O wystawie mówi Irena Cecot - kustosz Muzeum "Arsenał" - współautorka wystawy, akcentując eksponaty, pochodzące z Muzeum Teatralnego w Warszawie - autorami plakatów są wybitni artyści, zajmujący się scenografią, ci, którzy nadawali ton swoimi nowatorskimi projektami. Opowiada także o sylwetkach wybitnych i popularnych aktorów, postaci teatru, kabaretu i filmu. Mogłam usłyszeć anegdotę o Fryderyku Jarossie, Węgrze z pochodzenia, Austriaku z paszportu, a Polaku duchem; genialnym reżyserze i znakomitym konferansjerze. Mówiono, że w życiu codziennym doskonale posługiwał się językiem polskim, na scenie zdecydowanie gorzej, i była to pewnego rodzaju maniera, której się trzymał. Fotografie i plakaty nie dają pełnego obrazu epoki - chociaż muzyka w tle pozwala na prawidłowe skojarzenia - jest to rzut oka na epokę, na okres sprzed trzech pokoleń.

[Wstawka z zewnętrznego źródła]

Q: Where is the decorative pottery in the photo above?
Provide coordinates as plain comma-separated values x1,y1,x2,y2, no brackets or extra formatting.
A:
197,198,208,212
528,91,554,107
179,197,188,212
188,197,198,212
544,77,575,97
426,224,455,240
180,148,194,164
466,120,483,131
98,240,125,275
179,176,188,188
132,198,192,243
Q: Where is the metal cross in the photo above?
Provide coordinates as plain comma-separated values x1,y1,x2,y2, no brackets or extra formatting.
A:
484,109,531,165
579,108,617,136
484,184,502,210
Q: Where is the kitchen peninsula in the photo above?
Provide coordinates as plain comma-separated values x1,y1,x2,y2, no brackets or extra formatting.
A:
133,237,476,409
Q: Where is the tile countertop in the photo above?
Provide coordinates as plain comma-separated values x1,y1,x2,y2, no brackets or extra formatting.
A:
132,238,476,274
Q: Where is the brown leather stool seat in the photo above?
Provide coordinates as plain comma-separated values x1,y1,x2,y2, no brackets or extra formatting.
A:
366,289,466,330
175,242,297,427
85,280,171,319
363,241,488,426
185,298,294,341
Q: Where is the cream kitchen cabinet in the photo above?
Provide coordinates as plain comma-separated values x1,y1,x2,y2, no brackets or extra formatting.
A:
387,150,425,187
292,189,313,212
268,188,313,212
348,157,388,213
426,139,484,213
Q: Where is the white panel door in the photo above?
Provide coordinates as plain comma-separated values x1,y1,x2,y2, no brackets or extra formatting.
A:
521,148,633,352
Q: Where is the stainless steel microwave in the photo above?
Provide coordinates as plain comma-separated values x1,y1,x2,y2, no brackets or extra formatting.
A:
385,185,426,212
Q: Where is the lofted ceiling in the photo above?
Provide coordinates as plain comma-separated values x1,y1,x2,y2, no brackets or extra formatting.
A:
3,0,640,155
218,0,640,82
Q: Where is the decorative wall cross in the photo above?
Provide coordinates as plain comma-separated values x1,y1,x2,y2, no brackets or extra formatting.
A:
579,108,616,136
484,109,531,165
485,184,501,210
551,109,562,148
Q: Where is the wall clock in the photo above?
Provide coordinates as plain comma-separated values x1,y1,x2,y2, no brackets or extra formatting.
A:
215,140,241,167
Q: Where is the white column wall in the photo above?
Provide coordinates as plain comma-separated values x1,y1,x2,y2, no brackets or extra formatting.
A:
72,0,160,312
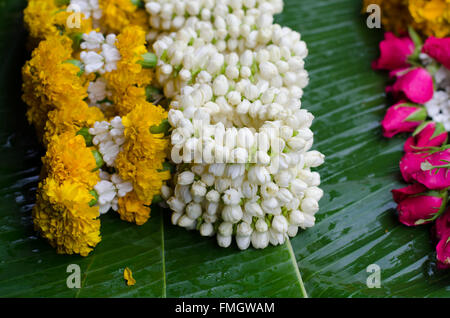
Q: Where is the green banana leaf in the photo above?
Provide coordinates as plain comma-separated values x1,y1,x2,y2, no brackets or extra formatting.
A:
1,0,449,298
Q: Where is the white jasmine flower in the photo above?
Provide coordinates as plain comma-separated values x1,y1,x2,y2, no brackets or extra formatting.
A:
255,218,268,233
223,188,242,205
301,197,319,215
261,182,279,198
191,180,207,197
80,32,120,74
305,186,324,202
178,215,196,228
287,225,299,237
69,0,102,21
178,171,195,185
186,202,202,219
167,197,185,214
200,222,214,237
304,150,325,167
81,31,105,50
81,51,104,74
251,231,269,249
222,205,243,223
236,235,251,250
268,228,285,246
217,234,232,248
206,190,220,203
244,201,264,217
271,215,288,233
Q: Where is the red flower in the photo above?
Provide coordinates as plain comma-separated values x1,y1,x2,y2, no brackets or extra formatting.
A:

O rozmowę proszę współautora wystawy, Mirosława Bańkowskiego - kustosza muzeum.

TM - Tematyka tej wystawy różni się znacząco od innych ekspozycji prezentowanych w Muzeum "Arsenał". Inaczej niż zwykle, widz nie ujrzy tu militariów.

Mirosław Bańkowski - Cztery lata temu przygotowaliśmy wystawę z okresu powstania styczniowego. Cieszyła się duża popularnością. Wtedy również nie poruszaliśmy aspektów politycznych. Jestem historykiem i wiem, że sporo Polaków ma sentyment do okresu międzywojennego, z uwagi na odzyskanie niepodległości. Później została nam ograniczona na długie lata i dlatego wspominamy tamte lata. Wystawa jest po to, byśmy mogli się zorientować, jak ten czas mógł wyglądać - lata 20., lata 30. To okres bujnego rozwoju techniki popularnej, rozwoju polskiej radiofonii.

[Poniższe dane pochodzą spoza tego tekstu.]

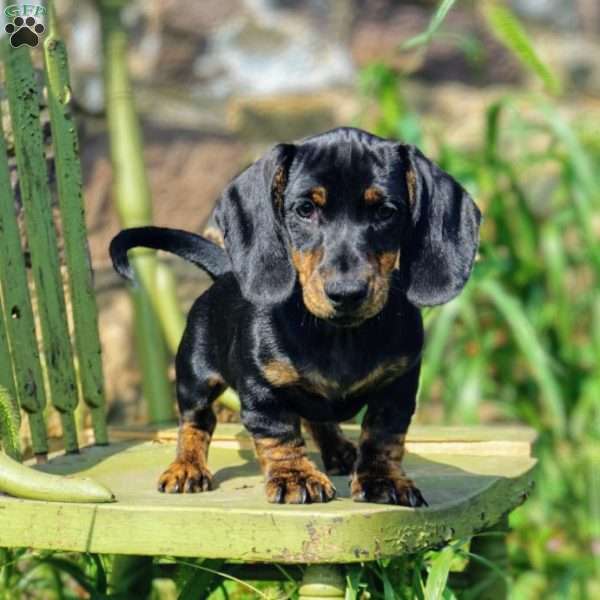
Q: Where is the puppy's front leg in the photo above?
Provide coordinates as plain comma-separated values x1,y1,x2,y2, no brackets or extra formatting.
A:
351,365,428,507
241,394,336,504
158,410,215,493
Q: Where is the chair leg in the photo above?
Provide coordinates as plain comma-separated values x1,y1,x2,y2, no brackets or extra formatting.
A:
110,555,153,598
464,515,509,600
299,564,346,599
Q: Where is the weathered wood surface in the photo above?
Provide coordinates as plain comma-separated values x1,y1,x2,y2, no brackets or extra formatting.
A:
0,425,536,562
0,104,48,455
4,46,80,453
0,3,108,451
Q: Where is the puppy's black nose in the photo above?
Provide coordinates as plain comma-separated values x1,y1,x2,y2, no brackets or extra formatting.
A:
325,280,368,311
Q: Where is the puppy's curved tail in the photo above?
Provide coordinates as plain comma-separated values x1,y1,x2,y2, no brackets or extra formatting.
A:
110,226,229,282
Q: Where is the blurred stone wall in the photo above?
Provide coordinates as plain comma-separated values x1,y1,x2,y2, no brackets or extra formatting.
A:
47,0,599,423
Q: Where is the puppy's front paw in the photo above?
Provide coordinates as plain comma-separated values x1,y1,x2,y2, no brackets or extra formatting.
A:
322,439,357,475
158,461,213,493
351,473,427,507
266,463,336,504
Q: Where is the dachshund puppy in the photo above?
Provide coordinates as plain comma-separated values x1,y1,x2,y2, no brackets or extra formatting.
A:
110,127,481,506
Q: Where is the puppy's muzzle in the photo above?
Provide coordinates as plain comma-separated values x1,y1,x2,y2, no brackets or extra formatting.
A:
324,278,369,313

TM - Jak długo trwało przygotowanie wystawy. Czy były problemy z pozyskaniem eksponatów, fotografii?

Mirosław Bańkowski - Wystawę przygotowywaliśmy około pięciu miesięcy. Musieliśmy odwiedzić kilka muzeów. W rynkowych czasach, zeskanowanie starych fotografii i ich wydruk to duże koszty. Dopisywało szczęście. W Archiwum Dokumentacji Mechanicznej skorzystaliśmy z uprzejmości pani dyrektor i ... gotowych, wydrukowanych fotografii bez złotówki. Ich zasoby są ogromne, są to zdjęcia robione przez fotoreporterów dla gazet, które po wojnie trafiły do Archiwum. Podobnie okazałe zbiory znajdują się w Muzeum Techniki w Lublinie. Oni równie chętnie pomagają i wypożyczają.

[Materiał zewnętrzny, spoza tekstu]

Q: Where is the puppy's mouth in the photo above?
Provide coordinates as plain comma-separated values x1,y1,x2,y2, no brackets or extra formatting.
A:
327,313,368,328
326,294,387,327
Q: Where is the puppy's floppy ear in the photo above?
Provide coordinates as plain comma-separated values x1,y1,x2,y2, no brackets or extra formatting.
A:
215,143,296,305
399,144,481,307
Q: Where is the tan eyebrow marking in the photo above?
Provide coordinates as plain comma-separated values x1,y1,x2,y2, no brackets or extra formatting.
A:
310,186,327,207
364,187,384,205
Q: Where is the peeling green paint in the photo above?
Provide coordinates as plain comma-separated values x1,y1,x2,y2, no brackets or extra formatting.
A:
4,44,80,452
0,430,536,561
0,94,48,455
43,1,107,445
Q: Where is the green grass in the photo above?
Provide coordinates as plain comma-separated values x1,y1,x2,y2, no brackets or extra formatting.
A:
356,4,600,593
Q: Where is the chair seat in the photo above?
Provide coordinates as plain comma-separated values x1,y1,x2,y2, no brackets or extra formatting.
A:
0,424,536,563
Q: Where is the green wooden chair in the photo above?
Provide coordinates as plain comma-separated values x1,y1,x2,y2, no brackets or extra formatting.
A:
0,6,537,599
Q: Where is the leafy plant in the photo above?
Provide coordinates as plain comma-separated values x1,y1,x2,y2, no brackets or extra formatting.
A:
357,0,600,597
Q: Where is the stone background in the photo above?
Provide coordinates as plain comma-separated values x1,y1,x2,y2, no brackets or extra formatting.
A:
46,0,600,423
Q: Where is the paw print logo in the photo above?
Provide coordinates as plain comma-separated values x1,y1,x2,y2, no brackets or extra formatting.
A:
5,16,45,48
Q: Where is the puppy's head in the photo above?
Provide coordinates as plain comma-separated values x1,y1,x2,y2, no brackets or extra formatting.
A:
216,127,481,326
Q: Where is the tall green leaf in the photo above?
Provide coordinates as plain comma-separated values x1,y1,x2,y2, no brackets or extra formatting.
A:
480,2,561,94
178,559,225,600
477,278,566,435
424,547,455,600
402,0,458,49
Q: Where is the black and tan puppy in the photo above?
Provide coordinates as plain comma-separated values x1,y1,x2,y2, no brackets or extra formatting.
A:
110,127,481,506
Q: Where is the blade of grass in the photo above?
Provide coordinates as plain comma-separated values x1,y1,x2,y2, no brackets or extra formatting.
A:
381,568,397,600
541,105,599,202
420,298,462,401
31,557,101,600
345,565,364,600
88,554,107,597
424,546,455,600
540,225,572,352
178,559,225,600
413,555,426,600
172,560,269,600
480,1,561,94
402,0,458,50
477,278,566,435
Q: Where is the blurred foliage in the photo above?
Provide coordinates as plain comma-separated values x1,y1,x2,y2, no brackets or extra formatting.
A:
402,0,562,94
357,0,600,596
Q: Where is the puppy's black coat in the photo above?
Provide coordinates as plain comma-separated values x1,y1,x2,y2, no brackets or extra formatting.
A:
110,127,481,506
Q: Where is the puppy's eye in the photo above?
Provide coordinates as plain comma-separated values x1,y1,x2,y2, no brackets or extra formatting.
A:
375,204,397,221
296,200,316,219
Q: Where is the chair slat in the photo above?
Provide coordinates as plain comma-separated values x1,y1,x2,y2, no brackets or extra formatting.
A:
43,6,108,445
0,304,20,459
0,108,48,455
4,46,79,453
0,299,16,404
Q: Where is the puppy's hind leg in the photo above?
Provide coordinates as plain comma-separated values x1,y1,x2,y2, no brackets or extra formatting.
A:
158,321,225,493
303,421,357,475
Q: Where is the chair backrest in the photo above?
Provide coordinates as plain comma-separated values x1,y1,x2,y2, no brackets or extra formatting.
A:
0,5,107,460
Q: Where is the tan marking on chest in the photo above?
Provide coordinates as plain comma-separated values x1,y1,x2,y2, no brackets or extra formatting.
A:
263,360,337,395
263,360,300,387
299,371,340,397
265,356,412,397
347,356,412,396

TM - Zaimprowizowaliście Państwo wnętrza mieszkań sprzed wojny. Wygląda to bardzo okazale. Nie tylko koneserzy stwierdziliby, że to cenne eksponaty.

Mirosław Bańkowski - W Muzeum nie ma zawodowego plastyka. Taka aranżacja jest naszym dziełem. Jest okazale, ponieważ posiadamy oryginalne meble z Salonu Antyków "Kolekcjoner" z Zamościa. Całości dopełniają cenne płótna z epoki, udostępnione przez Muzeum Lubelskie.

TM - Zauważam, że część zwiedzających zwraca baczna uwagę na pamiątki dotyczące Zamościa.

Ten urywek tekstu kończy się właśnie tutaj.